Вирхов, однако, и сам устыдился уже своих выкриков и волнений.
— Не сердитесь, — извинился он. — Я просто ревную.
— Вы тоже не сердитесь, — трогательно улыбнулась она. — Он совсем неплохой человек. Нельзя забывать об «образе и подобии». Вот видите, он и про Наташу вспомнил, пожалел ее. Он успокоился, много передумал, я это вижу. Он стал другой. С ними и без них — ведь это совсем разные вещи… И видите, этот старик, он тоже пришел за помощью ко мне, он почувствовал…
Они договорились идти в больницу, где лежал главный, на другой день после обеда, и если Муравьев, проснувшись наутро, решил отправиться туда тотчас же, один, обманув Попова, то не потому, что так подсказывал ему его растревоженный политический инстинкт, но скорее потому, что исходивший от Попова американо-крестьянский дух, дух неуемного функционерства показался ему наутро особенно тяжел; Муравьеву захотелось просто посидеть и поболтать со старым товарищем, не делать дела и, может быть, даже не заикаться ни о какой статье, а вспомнить старое, старых знакомых с человеком примерно одного с ним возраста и круга, способным с полуслова понять столько, сколько Попову при всем его уме все-таки ни за что не понять.
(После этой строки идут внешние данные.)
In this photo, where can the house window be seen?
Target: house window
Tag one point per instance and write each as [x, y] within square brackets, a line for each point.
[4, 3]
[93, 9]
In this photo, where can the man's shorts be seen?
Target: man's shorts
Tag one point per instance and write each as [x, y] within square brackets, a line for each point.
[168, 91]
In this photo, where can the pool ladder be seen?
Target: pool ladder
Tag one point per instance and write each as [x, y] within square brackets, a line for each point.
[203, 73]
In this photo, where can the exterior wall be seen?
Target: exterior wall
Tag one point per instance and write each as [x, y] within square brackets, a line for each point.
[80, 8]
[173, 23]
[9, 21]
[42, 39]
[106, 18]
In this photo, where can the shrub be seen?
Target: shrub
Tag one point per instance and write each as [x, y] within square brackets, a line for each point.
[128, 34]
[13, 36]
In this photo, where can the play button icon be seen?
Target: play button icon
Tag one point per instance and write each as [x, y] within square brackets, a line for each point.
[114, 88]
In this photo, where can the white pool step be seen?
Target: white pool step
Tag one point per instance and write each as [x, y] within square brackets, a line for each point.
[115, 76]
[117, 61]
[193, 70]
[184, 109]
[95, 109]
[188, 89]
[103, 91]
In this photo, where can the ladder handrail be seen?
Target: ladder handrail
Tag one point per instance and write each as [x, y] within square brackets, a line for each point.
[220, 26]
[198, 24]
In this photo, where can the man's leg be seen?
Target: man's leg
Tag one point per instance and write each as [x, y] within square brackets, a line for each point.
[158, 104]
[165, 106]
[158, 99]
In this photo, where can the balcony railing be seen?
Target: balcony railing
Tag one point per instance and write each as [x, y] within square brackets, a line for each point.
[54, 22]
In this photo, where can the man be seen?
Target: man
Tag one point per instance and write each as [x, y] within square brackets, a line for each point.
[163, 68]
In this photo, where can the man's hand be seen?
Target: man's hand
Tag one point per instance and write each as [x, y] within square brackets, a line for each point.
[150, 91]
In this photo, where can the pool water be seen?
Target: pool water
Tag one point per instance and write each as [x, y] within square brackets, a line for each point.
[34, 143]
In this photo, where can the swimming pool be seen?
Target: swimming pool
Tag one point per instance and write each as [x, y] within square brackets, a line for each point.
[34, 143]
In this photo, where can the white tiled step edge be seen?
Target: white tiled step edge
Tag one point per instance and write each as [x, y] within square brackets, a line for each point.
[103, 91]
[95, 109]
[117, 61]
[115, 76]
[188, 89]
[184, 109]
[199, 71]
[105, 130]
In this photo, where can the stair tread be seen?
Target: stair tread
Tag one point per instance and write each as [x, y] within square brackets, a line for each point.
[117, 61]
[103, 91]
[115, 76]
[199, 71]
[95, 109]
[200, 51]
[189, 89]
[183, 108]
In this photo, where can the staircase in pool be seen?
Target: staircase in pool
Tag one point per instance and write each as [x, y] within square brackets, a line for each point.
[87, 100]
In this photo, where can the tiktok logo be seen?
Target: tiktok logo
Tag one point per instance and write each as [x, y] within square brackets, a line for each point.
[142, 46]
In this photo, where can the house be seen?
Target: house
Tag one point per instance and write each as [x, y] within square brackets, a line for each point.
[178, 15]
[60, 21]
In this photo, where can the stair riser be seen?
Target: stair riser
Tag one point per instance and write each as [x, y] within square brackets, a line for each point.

Правда, Муравьев никогда не был особенно близок с Кондаковым — такова была фамилия главного редактора, — с ним было довольно трудно быть близким, но сейчас Муравьеву верилось, что тот всегда вызывал в нем искреннюю симпатию, и оттого, что Кондаков был теперь в трудном положении, эти теплые чувства к нему у Муравьева еще возрастали.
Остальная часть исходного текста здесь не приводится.